While the North Carolina Community College System cannot track all the reasons that students have for dropping out, Cooper said educators know that many thousands of students leave community college every year because some sudden expense forces them to leave.
“This effort will help level the playing field statewide,” he said.
The grants will begin this coming school year. Any community college in the state can participate but there is no requirement for participation. Students eligible for the program must have completed 75 percent of their degree or credential, and they can get a maximum of $1,000 per semester. The goal is to help, in particular, those students who are near to completion of their education at a community college.
While he was not in attendance at the announcement yesterday, a recent Wake Tech graduate named Adam Leach was cited in a press release by the governor’s office. Through a Wake Tech program similar to the one Cooper announced yesterday, Leach was able to finish his education and become a nurse at UNC REX Healthcare.
“Without the Wake Tech Completion Scholarship, I would have never graduated. This is the help I needed. My wife and I knew if we could just get through these hard but temporary times and graduated then things would be alright.
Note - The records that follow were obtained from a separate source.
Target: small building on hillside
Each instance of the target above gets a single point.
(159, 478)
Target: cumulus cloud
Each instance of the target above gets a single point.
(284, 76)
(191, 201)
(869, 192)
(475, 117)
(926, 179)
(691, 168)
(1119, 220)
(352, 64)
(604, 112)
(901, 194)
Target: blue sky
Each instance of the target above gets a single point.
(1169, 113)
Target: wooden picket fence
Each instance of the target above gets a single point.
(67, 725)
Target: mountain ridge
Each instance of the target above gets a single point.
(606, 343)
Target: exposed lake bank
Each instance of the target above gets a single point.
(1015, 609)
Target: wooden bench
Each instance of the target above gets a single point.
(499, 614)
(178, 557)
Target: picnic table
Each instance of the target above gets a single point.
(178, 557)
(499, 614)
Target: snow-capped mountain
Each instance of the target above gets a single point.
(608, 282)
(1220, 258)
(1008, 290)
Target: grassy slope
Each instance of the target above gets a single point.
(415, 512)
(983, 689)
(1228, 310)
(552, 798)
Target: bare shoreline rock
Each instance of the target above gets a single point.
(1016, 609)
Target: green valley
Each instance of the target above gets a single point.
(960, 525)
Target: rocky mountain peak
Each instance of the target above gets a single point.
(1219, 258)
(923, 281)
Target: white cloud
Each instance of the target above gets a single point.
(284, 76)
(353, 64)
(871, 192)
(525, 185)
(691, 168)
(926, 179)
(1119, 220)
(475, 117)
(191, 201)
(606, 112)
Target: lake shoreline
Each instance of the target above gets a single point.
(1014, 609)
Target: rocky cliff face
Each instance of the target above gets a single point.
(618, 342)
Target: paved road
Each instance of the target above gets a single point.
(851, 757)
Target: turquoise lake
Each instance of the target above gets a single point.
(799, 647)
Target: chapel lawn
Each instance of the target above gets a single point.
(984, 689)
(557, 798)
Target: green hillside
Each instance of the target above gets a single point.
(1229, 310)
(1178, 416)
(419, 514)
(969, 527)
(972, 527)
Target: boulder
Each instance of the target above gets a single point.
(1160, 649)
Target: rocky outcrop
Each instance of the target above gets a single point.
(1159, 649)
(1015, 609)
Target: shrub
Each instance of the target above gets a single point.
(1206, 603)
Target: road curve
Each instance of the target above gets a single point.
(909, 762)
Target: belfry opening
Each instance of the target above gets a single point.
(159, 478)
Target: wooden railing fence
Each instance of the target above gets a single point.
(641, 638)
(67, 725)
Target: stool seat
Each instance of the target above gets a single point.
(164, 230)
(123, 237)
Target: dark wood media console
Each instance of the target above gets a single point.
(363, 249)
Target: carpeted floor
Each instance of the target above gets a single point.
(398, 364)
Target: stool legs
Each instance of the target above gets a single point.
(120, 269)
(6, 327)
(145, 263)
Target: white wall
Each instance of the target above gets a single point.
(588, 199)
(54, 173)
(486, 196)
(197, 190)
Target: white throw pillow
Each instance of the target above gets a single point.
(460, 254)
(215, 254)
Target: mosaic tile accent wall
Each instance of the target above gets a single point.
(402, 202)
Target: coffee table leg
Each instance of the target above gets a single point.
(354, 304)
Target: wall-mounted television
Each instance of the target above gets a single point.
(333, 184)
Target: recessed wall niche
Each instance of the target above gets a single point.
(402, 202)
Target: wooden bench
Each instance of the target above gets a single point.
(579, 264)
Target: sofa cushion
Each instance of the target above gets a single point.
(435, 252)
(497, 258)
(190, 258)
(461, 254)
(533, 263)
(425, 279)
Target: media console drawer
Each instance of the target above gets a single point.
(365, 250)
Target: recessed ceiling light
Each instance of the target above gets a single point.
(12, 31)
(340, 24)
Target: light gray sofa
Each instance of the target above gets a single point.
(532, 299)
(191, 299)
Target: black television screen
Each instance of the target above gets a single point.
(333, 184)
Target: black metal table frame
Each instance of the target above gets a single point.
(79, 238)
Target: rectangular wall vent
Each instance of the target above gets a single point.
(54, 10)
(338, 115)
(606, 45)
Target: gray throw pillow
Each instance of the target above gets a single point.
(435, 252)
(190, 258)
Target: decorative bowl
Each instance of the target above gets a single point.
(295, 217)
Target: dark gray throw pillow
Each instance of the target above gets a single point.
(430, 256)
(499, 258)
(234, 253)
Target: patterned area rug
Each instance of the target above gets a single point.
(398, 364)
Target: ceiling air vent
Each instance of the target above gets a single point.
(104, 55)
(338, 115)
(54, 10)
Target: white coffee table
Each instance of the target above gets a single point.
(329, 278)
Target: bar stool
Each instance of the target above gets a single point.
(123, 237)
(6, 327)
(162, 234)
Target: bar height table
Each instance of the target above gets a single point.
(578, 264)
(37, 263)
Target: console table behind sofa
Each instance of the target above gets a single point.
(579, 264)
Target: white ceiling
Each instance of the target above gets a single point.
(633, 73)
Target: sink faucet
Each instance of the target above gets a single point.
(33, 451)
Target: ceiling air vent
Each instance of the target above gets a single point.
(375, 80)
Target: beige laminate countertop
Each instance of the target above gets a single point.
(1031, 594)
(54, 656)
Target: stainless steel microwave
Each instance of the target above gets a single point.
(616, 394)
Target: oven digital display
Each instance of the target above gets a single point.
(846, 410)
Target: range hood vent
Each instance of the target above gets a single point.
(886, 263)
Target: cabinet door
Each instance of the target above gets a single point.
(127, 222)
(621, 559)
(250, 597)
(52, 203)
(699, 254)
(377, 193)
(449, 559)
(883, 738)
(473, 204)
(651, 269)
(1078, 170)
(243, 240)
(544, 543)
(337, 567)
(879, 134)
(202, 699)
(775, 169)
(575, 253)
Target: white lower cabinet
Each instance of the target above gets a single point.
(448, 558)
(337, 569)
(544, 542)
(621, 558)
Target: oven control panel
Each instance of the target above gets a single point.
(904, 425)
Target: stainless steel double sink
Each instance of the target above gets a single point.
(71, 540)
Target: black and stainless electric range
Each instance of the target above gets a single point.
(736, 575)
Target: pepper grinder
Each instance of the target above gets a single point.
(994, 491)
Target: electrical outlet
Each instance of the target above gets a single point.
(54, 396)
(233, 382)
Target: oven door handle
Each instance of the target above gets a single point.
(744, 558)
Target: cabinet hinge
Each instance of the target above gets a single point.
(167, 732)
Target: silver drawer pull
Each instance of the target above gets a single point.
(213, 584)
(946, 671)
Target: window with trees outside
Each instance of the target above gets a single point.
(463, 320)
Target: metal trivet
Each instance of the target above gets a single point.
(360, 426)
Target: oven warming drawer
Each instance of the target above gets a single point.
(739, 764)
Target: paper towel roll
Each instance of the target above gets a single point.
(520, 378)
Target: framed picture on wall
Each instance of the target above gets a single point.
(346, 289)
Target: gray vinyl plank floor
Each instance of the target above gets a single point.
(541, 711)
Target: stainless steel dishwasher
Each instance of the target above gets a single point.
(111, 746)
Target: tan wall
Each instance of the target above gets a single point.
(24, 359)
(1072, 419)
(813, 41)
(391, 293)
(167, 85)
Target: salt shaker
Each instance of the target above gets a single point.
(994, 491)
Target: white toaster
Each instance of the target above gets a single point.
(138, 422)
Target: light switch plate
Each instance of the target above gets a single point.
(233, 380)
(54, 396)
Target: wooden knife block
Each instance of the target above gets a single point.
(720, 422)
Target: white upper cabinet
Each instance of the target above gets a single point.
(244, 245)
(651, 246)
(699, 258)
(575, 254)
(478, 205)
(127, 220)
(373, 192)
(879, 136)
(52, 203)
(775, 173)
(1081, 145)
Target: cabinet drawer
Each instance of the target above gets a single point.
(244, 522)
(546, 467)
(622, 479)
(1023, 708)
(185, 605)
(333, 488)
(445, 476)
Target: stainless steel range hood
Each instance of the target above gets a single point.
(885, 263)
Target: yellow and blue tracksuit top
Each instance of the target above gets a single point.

Now I am an RN at WakeMed in Raleigh, my wife is a radiography technician, and we made it,” Leach said in the press release.
Peter Hans, president of the North Carolina Community College System, praised the program at the announcement, saying it would be a boon to community college students across the state.
“When I think of community college students, so many are of modest means,” he said. “This $7 million will make a tremendous difference to them.”
At the announcement, Cooper mentioned that he included a similar $20 million program for both community college and university students in his proposed short session budget. The budget passed by the General Assembly did not include Cooper’s proposal.